泣き疲れて眠ってしまったようだ。神楽は、そんな謡の額を優しく撫でる。弟にだぶる寝顔に、肺腑が痛む。
(謡様、いつもお守りすることが出来ず、申し訳ありません………)
父親に手を上げられ、罵られ傷付く謡を守り、助けることが出来ない。いつも、いつも……。
(私は、)
確かに神楽の雇い主は春樹だ。謡ではない。だが、だからといって傷付いてばかりの謡を助けたいと想い、助けようとするのがおかしい・間違っているとは思えない。
『神楽さん、あの人をよろしくね』
春樹の妻であり謡の母である女性は、駅のホームで背中を押される前日、神楽にそんなことを言ってきた。彼女は自分が次の日にあんな凄惨な目に遭うことを予期していたのか。
(でも私には、)
春樹の闇を取り除くことも、謡の傷を消すこともできずにいた。そして、ついには暇まで出されてしまった。なんたる道化。滑稽過ぎる。
「申し訳、ありません」
自分の無力さに、うちひしがれる。
『お兄ちゃん!』
『神楽さん!』
いつしか重ねていた、実弟と謡の姿。バカみたいだ。神楽は一人自嘲する。
「ん、」
謡が身動ぎする。早く此処から立ち去らなくては。
(謡様、申し訳、ありません)
握っていた冷たい手を離す。謡が眉を寄せるが、起きる気配はない。
「失礼、します」
溢れそうになる涙を堪えながら、神楽は足早に謡の部屋を後にした。
誓は彼には珍しい気難しげな顔で家に向かっていた。その足取りは重い。
(はあ………)
内心でため息をつく誓の背後に、音もなく人が立つ。声を投げる。
「ご苦労様。あの人は?」
「しばらく動けぬようにしておきました。誓様を追いかけられては困りますので」
「そう」
バカばかりだな、と誓は鼻を鳴らす。父親の逆鱗にわざわざ触れようとする兄に、兄を苛めておきながら兄の身を案じる藪内という奴に、過度の期待をかけすぎて手を出す父親に。誓の周りにはバカが多すぎる。神楽も、匂も、愁も。
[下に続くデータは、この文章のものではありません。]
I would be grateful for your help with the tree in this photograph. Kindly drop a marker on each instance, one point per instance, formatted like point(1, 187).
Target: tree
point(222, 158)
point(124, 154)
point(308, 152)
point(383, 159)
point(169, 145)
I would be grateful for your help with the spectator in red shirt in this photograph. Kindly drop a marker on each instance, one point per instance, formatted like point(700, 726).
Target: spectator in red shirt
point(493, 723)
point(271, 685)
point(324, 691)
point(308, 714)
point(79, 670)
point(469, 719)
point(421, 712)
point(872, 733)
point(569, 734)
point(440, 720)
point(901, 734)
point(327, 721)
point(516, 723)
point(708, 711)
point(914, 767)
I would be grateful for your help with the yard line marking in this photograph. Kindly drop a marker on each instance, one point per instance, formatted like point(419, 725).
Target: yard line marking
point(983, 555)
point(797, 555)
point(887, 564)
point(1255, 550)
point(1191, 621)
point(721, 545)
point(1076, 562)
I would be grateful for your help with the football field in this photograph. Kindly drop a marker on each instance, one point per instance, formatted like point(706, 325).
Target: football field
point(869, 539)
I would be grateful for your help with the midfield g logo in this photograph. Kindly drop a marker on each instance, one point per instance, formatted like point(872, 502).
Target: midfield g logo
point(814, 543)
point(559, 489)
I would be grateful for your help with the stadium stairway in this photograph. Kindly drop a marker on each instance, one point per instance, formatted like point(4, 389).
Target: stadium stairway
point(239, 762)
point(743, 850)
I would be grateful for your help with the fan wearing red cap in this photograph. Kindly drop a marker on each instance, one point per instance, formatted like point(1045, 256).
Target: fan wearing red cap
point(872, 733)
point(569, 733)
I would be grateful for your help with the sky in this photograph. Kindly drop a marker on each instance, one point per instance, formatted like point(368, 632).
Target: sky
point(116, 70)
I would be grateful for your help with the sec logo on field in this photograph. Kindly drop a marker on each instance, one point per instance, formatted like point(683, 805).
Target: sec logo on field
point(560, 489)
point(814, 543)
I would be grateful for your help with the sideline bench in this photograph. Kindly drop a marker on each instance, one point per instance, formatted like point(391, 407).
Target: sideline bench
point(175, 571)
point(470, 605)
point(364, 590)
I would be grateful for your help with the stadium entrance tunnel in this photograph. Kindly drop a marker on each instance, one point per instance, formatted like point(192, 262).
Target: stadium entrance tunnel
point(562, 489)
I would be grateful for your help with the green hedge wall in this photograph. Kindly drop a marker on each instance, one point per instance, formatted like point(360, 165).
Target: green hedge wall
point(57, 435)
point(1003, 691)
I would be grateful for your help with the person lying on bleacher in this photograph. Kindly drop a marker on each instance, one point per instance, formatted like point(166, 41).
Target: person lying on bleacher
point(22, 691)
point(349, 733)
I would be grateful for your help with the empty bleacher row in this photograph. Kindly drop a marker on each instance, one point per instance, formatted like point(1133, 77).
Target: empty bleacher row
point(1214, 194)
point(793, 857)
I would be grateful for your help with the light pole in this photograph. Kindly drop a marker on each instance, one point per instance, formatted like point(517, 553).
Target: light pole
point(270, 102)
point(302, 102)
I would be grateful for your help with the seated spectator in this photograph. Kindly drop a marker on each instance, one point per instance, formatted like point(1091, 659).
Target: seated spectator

(所詮兄貴に芝貫グループを継がせるなんて、無理な話なんだ。あんな腰抜けに、何が出来るっての?)
昔から泣き虫で、そのくせ変なところで一人抱え込んで。うじうじ悩んで。
(見てて苛々する。あんなのが兄貴だなんて、俺は全くついてない)
「今宵の誓様は、色々思案中のご様子」
誓は護衛……成宮夏の言葉に苦笑する。
「俺だってたまには考え事もするさ……そういえば秋はどうした?気配がないが」
「秋なら謡様を護衛中ですよ。まぁ、見ているだけですが」
芝貫グループの中には、警備・警護専門の部門もあり成宮家はその部門のトップの座を欲しいままにしている。成宮の現・当主、成宮雅博には双子の息子がおり、それを夏・秋という。双子ではあるがほとんど似ていない。そのくせ、両者とも右目の下に泣き黒子があったりする。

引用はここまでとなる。